Zarobki gwiazd zwalają z nóg. Za samo spotkanie z fanami żądają fortuny
[GALERIA]
Doskonale wiemy, że gwiazdy potrafią zbić fortunę za występy w filmach i serialach, koncerty, kontrakty reklamowe czy nawet za tzw. "bywanie na ściankach". Okazuje się jednak, że nie wszystkim wystarczają te źródła dochodu. Niektórzy celebryci uczestniczą w specjalnie zorganizowanych spotkaniach z fanami, zgarniając za to pokaźne sumki. Zobaczcie, kto ceni się najbardziej.
Henryk Gołębiewski
Portal GazetaTrybunalska.pl przedstawił listę aktorów wraz z kwotą, jaką zażyczyli sobie za występ w Miejskiej Bibliotece Publicznej w Piotrkowie Trybunalskim. Okazuje się, że "najtańszą gwiazdą" jest Henryk Gołębiewski. Za kilkugodzinne spotkanie z fanami otrzymał "jedynie" tysiąc złotych. Podobną sumę, bo dokładnie 1150 złotych, dostał Michał Rusinek, były sekretarz Wisławy Szymborskiej.
Joanna Moro
Znacznie więcej, choć wciąż do pierwszego miejsca na podium sporo brakuje, dostała Joanna Moro. Na jej konto trafiło 2 tysiące złotych. To żądanie nie powinno jednak nikogo dziwić. Aktorka swoje medialne pięć minut ma już dawno za sobą i nie może, tak jak kiedyś, przebierać w propozycjach. Korzysta więc z każdej okazji do podreperowania domowego budżetu.
Magdalena Różczka
Im większa popularność artysty i sławniejsze nazwisko, tym stawka za jego zaproszenie rośnie. Do tych, którzy cenią się najbardziej, można zaliczyć aktorkę Magdalenę Różczkę, prezentera radiowego Marka Niedźwieckiego, aktora Krzysztofa Kowalewskiego, himalaistę Krzysztofa Wielickiego oraz aktora Wiktora Zborowskiego. Na konta tych gwiazd wpadło po 5 tysięcy złotych.
Anna Dereszowska
Anna Dereszowska również przyjęła zaproszenie od Miejskiej Biblioteki Publicznej w Piotrkowie Trybunalskim i podobnie jak wcześniej wspomniani koledzy otrzymała 5 tysięcy złotych. Jest jednak pewna różnica. Aktorka, w przeciwieństwie do innych, nie tylko spotkała się z fanami, ale też wystąpiła m.in. z recitalem piosenek.
Marian Opania
Prawdziwym rekordzistą w tym zestawieniu jest Marian Opania. Kultowy polski aktor nie występuje teraz często na małym ekranie. Powód? Jak się niedawno okazało, niewielu producentów jest w stanie sprostać jego oczekiwaniom finansowym. I nie ma się co dziwić. Za wieczór z fanami artysta życzy sobie aż 8,5 tysiąca złotych.

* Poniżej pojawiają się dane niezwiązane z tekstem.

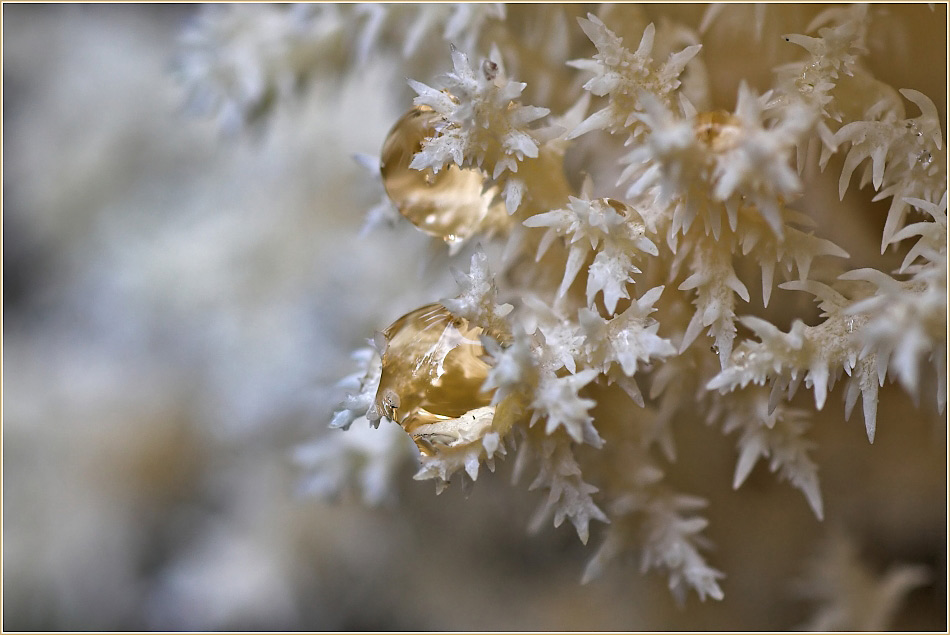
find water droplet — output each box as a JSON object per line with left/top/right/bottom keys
{"left": 375, "top": 304, "right": 497, "bottom": 455}
{"left": 482, "top": 59, "right": 499, "bottom": 81}
{"left": 380, "top": 105, "right": 509, "bottom": 244}
{"left": 694, "top": 110, "right": 742, "bottom": 153}
{"left": 846, "top": 317, "right": 854, "bottom": 333}
{"left": 604, "top": 199, "right": 631, "bottom": 217}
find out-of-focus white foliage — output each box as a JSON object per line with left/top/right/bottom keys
{"left": 440, "top": 248, "right": 514, "bottom": 336}
{"left": 176, "top": 4, "right": 510, "bottom": 133}
{"left": 710, "top": 85, "right": 814, "bottom": 234}
{"left": 773, "top": 4, "right": 870, "bottom": 139}
{"left": 633, "top": 493, "right": 725, "bottom": 603}
{"left": 795, "top": 531, "right": 930, "bottom": 631}
{"left": 295, "top": 416, "right": 414, "bottom": 507}
{"left": 353, "top": 3, "right": 506, "bottom": 62}
{"left": 522, "top": 435, "right": 609, "bottom": 546}
{"left": 481, "top": 331, "right": 539, "bottom": 405}
{"left": 710, "top": 389, "right": 823, "bottom": 519}
{"left": 328, "top": 348, "right": 382, "bottom": 431}
{"left": 176, "top": 4, "right": 350, "bottom": 132}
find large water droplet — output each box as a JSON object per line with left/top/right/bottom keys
{"left": 375, "top": 303, "right": 497, "bottom": 455}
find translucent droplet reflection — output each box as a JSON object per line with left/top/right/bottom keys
{"left": 694, "top": 110, "right": 742, "bottom": 153}
{"left": 374, "top": 303, "right": 495, "bottom": 455}
{"left": 380, "top": 105, "right": 509, "bottom": 244}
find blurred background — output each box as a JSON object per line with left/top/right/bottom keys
{"left": 3, "top": 3, "right": 946, "bottom": 631}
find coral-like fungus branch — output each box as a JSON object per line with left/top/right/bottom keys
{"left": 287, "top": 5, "right": 947, "bottom": 610}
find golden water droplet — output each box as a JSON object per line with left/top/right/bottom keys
{"left": 605, "top": 198, "right": 631, "bottom": 216}
{"left": 380, "top": 105, "right": 510, "bottom": 244}
{"left": 694, "top": 110, "right": 742, "bottom": 153}
{"left": 374, "top": 303, "right": 497, "bottom": 455}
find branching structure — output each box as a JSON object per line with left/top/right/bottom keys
{"left": 179, "top": 3, "right": 948, "bottom": 626}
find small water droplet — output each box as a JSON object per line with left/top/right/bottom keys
{"left": 380, "top": 105, "right": 509, "bottom": 244}
{"left": 846, "top": 318, "right": 854, "bottom": 333}
{"left": 904, "top": 121, "right": 923, "bottom": 138}
{"left": 694, "top": 110, "right": 742, "bottom": 152}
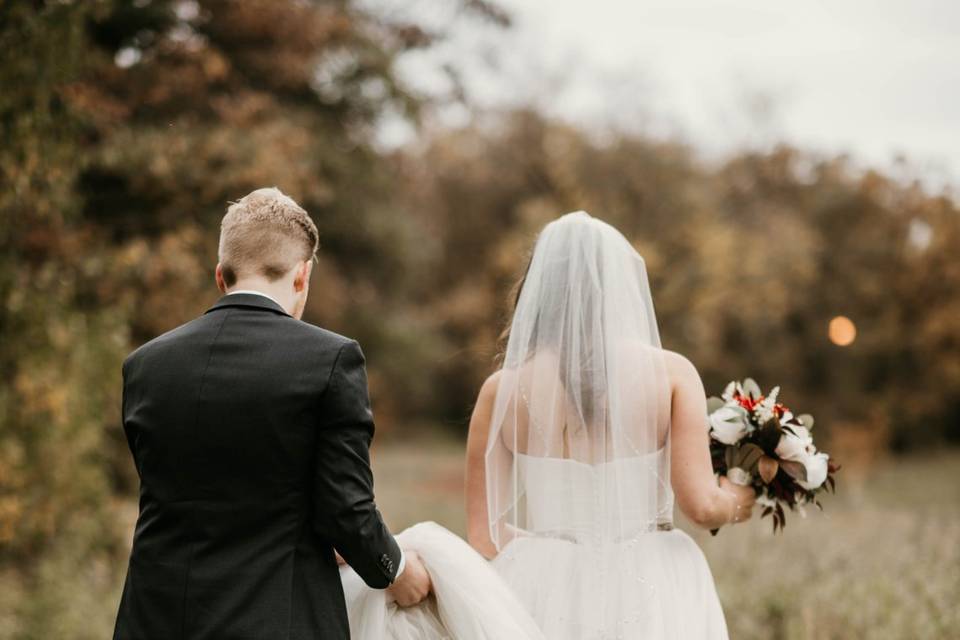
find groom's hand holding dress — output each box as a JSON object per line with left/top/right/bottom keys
{"left": 386, "top": 550, "right": 432, "bottom": 607}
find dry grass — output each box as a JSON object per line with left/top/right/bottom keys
{"left": 372, "top": 439, "right": 960, "bottom": 640}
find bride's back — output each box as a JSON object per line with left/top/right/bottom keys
{"left": 494, "top": 344, "right": 675, "bottom": 544}
{"left": 500, "top": 345, "right": 671, "bottom": 459}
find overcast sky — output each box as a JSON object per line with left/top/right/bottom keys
{"left": 383, "top": 0, "right": 959, "bottom": 191}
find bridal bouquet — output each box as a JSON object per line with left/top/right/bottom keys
{"left": 706, "top": 378, "right": 839, "bottom": 533}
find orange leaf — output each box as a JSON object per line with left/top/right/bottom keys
{"left": 758, "top": 455, "right": 779, "bottom": 484}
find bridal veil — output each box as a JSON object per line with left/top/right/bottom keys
{"left": 485, "top": 211, "right": 675, "bottom": 630}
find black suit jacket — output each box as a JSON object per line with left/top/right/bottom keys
{"left": 113, "top": 293, "right": 402, "bottom": 640}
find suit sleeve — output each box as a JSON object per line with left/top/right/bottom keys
{"left": 121, "top": 355, "right": 141, "bottom": 477}
{"left": 313, "top": 340, "right": 402, "bottom": 589}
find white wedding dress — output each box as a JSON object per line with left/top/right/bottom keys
{"left": 342, "top": 212, "right": 728, "bottom": 639}
{"left": 341, "top": 464, "right": 727, "bottom": 640}
{"left": 490, "top": 448, "right": 728, "bottom": 639}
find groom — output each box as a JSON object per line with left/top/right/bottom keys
{"left": 113, "top": 188, "right": 430, "bottom": 639}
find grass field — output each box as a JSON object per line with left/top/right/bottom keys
{"left": 371, "top": 438, "right": 960, "bottom": 640}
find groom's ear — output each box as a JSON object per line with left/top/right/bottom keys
{"left": 215, "top": 263, "right": 227, "bottom": 293}
{"left": 293, "top": 260, "right": 312, "bottom": 293}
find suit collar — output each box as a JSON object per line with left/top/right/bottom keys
{"left": 205, "top": 292, "right": 292, "bottom": 317}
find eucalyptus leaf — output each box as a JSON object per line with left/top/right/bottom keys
{"left": 736, "top": 443, "right": 765, "bottom": 471}
{"left": 742, "top": 378, "right": 762, "bottom": 399}
{"left": 706, "top": 397, "right": 725, "bottom": 414}
{"left": 797, "top": 414, "right": 815, "bottom": 430}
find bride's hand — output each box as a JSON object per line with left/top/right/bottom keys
{"left": 718, "top": 475, "right": 756, "bottom": 524}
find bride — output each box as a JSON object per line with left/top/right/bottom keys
{"left": 340, "top": 211, "right": 756, "bottom": 639}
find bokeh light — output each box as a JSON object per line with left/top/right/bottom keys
{"left": 828, "top": 315, "right": 857, "bottom": 346}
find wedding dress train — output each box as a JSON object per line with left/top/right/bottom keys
{"left": 340, "top": 521, "right": 545, "bottom": 640}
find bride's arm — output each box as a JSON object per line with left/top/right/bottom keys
{"left": 465, "top": 372, "right": 501, "bottom": 560}
{"left": 667, "top": 352, "right": 753, "bottom": 530}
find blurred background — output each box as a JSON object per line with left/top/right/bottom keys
{"left": 1, "top": 1, "right": 958, "bottom": 638}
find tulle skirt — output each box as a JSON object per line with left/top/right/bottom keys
{"left": 491, "top": 527, "right": 729, "bottom": 640}
{"left": 341, "top": 522, "right": 727, "bottom": 640}
{"left": 340, "top": 522, "right": 545, "bottom": 640}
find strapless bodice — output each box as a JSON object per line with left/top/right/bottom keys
{"left": 515, "top": 447, "right": 674, "bottom": 544}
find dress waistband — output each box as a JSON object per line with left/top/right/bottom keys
{"left": 617, "top": 521, "right": 674, "bottom": 538}
{"left": 530, "top": 521, "right": 675, "bottom": 545}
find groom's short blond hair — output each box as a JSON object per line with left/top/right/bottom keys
{"left": 218, "top": 188, "right": 319, "bottom": 287}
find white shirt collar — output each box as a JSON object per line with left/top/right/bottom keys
{"left": 226, "top": 289, "right": 284, "bottom": 309}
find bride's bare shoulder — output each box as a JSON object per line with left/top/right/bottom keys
{"left": 661, "top": 349, "right": 697, "bottom": 374}
{"left": 659, "top": 349, "right": 704, "bottom": 393}
{"left": 620, "top": 342, "right": 699, "bottom": 380}
{"left": 477, "top": 369, "right": 504, "bottom": 402}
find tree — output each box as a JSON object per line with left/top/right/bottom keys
{"left": 0, "top": 1, "right": 505, "bottom": 636}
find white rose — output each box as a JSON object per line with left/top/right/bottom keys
{"left": 775, "top": 426, "right": 814, "bottom": 462}
{"left": 797, "top": 451, "right": 830, "bottom": 490}
{"left": 709, "top": 406, "right": 748, "bottom": 445}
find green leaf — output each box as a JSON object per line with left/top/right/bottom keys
{"left": 796, "top": 414, "right": 815, "bottom": 430}
{"left": 706, "top": 396, "right": 725, "bottom": 414}
{"left": 742, "top": 378, "right": 762, "bottom": 399}
{"left": 736, "top": 443, "right": 765, "bottom": 471}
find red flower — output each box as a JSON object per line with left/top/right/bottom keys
{"left": 736, "top": 393, "right": 760, "bottom": 411}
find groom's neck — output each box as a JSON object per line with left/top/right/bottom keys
{"left": 224, "top": 278, "right": 295, "bottom": 314}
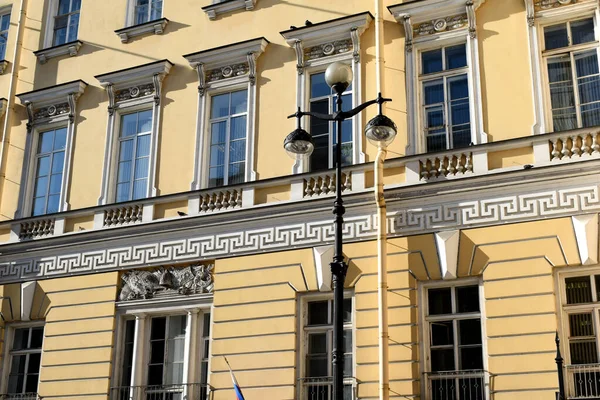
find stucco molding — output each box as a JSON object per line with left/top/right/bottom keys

- Jak mnie będą chcieli, to mnie wezmą. Poza tym jestem nieco droższy niż młodzi, w związku z tym bierze się tańszych. Może nie jestem lepszy, ale nie mogę występować za stawki młodzieżowe w jakimś filmie czy serialu, w związku z czym mam jakąś barierę nieprzekraczalną. Nie mam zamiaru się targować: "Dacie tyle, proszę bardzo. Nie, do widzenia". Chcę teraz robić to, co mnie tak naprawdę pasjonuje, stawiać sobie coraz trudniejsze zadania - podsumował jakiś czas temu na łamach "Super Expressu".